Artista plástico carioca Marcos Duprat abre a exposição em São Paulo!
Mostra traz obras com extraordinária pulsação cromática, que têm a luz como protagonista, e marca a doação de 12 obras ao Governo de São Paulo

Foto: Divulgação
Marcos Duprat, artista plástico veterano, 81 anos, sendo 51 deles dedicados à carreira artística, abre nova exposição individual, "Matéria e Luz", no dia 20 de maio, das 18h às 22h, no Ateliê Casa Um, onde fica em cartaz até o dia 4 de junho. A mostra é marcada também pela doação, ao Governo de São Paulo, de 12 obras que passam a integrar a coleção artística da sede administrativa do Estado, no Palácio dos Bandeirantes, onde já estão expostas. Na exposição, as pinturas exploram o uso sutil e criterioso da velatura, a técnica tradicional da pintura a óleo que utiliza diversas capas de tintas na construção da imagem. Como Antonio Cicero Lima ressaltou, isso cria a extraordinária pulsação cromática de suas obras.
“Interior vermelho com natureza morta”, 122 X 92 cm, óleo sobre tela (2026)
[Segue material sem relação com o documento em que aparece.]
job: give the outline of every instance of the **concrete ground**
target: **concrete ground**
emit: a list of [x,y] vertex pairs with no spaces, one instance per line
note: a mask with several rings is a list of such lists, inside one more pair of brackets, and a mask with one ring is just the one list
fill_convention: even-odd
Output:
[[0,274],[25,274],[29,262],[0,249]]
"Duprat conhece profundamente a complexa relação entre o pintor, a matéria com a qual trabalha e a técnica que emprega. A pintura de Marcos Duprat convida nossa imaginação a não apenas passear pela superfície de suas telas, mas a mergulhar nos seus diáfanos corredores, espelhos, passagens, lagos e mares", diz Antonio Cicero Lima, que integrou a Academia Brasileira de Letras (ABL) e assina texto de apresentação da exposição.
“Por meio do trabalho com a luz, o pintor discute a solidão, o duplo, a impermanência, o transcendente e o onírico. Nas obras presentes nesta mostra, Marcos Duprat explora os limites entre a representação da realidade visível e a criação de espaços pictóricos geométricos em que a luz, denominador comum das obras expostas, têm um papel protagonista, como define o curador Luis Sandes (Doutor em História da Arte pela USP). 
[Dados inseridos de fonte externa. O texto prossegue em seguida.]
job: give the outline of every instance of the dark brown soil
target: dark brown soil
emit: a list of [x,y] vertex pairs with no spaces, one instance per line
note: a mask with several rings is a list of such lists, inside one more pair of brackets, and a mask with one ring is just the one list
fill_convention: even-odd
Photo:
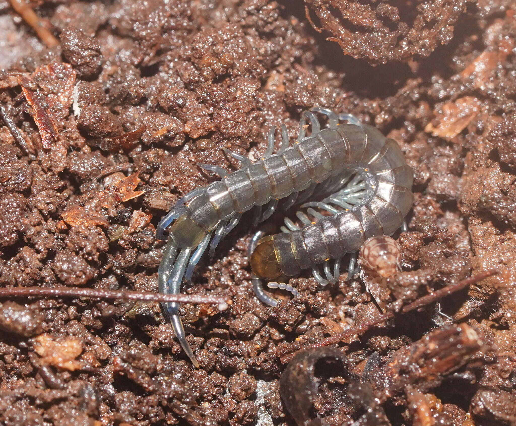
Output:
[[[375,388],[392,392],[381,401],[393,424],[516,424],[514,2],[338,9],[333,0],[338,25],[321,34],[288,0],[31,2],[60,40],[50,49],[11,3],[0,0],[0,286],[157,291],[155,225],[216,178],[197,163],[237,166],[224,146],[258,158],[269,126],[295,136],[312,106],[350,112],[396,140],[414,170],[392,300],[501,273],[340,343],[347,368],[362,374],[379,354],[387,387]],[[312,18],[320,3],[306,0]],[[338,28],[354,35],[341,34],[342,49],[325,39]],[[2,300],[0,424],[296,424],[280,398],[280,357],[379,310],[345,274],[321,289],[307,273],[291,282],[295,301],[264,306],[250,281],[250,232],[239,226],[185,289],[233,302],[222,313],[182,306],[199,369],[157,303]],[[481,336],[457,371],[408,355],[443,323]],[[424,385],[410,379],[418,363]],[[310,416],[357,418],[343,381],[319,388]],[[380,417],[370,424],[385,424]]]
“É mais do que uma honra o encontro com a trajetória sólida, sensível e profundamente comprometida com a arte de um artista da dimensão do Marcos Duprat, aos 81 anos, com mais de cinco décadas dedicadas à pintura. A exposição chega em São Paulo após ser apresentada, lindamente, na Casa de Cultura Laura Alvim, no Rio de Janeiro, e ela traz consigo um pensamento pictórico raro, no qual a pintura se constrói em camadas de tempo, silêncio e rigor. Para o Ateliê Casa 1, que nasce do desejo de promover encontros verdadeiros entre artistas, obras e o público, a presença do Marcos Duprat é profundamente significativa, porque ela reafirma nosso compromisso com uma arte que se sustenta no tempo, na pesquisa e na potência também do sensível. Receber a individual do Marcos Duprat é um privilégio e também um gesto de reverência a uma obra que nos ensina a ver com mais profundidade a relação entre matéria, luz e existência”, declara Viviana Ximenes, artista visual e fundadora do Ateliê Casa 1. A exposição, em São Paulo, reúne 20 pinturas e 25 desenhos.
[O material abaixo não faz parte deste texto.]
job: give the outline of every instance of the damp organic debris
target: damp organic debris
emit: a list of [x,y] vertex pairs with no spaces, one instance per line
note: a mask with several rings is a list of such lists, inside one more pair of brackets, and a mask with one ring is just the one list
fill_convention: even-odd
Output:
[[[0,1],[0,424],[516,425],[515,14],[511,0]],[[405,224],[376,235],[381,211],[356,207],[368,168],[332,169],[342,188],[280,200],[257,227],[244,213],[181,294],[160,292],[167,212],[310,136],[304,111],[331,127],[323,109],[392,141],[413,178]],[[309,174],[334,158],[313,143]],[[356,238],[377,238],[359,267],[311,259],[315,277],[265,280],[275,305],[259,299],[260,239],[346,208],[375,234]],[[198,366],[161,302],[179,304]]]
No sábado (23), às 11h, o artista Marcos Duprat, a curadora do Acervo dos Palácios do Governo de São Paulo, Renata Rocco, e o curador de arte Luis Sandes participam de “Uma conversa sobre pintura”. “A pintura, junto à dança, é a manifestação artística primordial do ser humano. Desde a pintura rupestre até a arte urbana atual, é bastante evidente esse desejo do ser humano de retratar a imagem, de realizar a imagem. A pintura vai se tornando, cada vez mais, uma espécie de janela pela qual o espectador olha para uma outra realidade, recriada, mas recriada em cima de uma realidade visível. Isso perdura até o final do século XIX, quando os artistas europeus, naquele momento, em Paris, principalmente Van Gogh, Picasso e Gauguin, se interessam pela arte primitiva africana e também pelas gravuras japonesas, que lidam com a cor, a perspectiva, a linha, de uma forma diferente. Isso é uma grande revolução na pintura que provoca, digamos, que traz a pintura do século XX, que é uma pintura moderna, como nós chamamos, em que a superfície pictórica e a interação de forma e cor é o que conta. O olho é atraído não pela recriação de uma realidade visível, mas por esse jogo pictórico, por esse jogo visual de forma e cor realizado”, explica Duprat sobre o tema do bate-papo.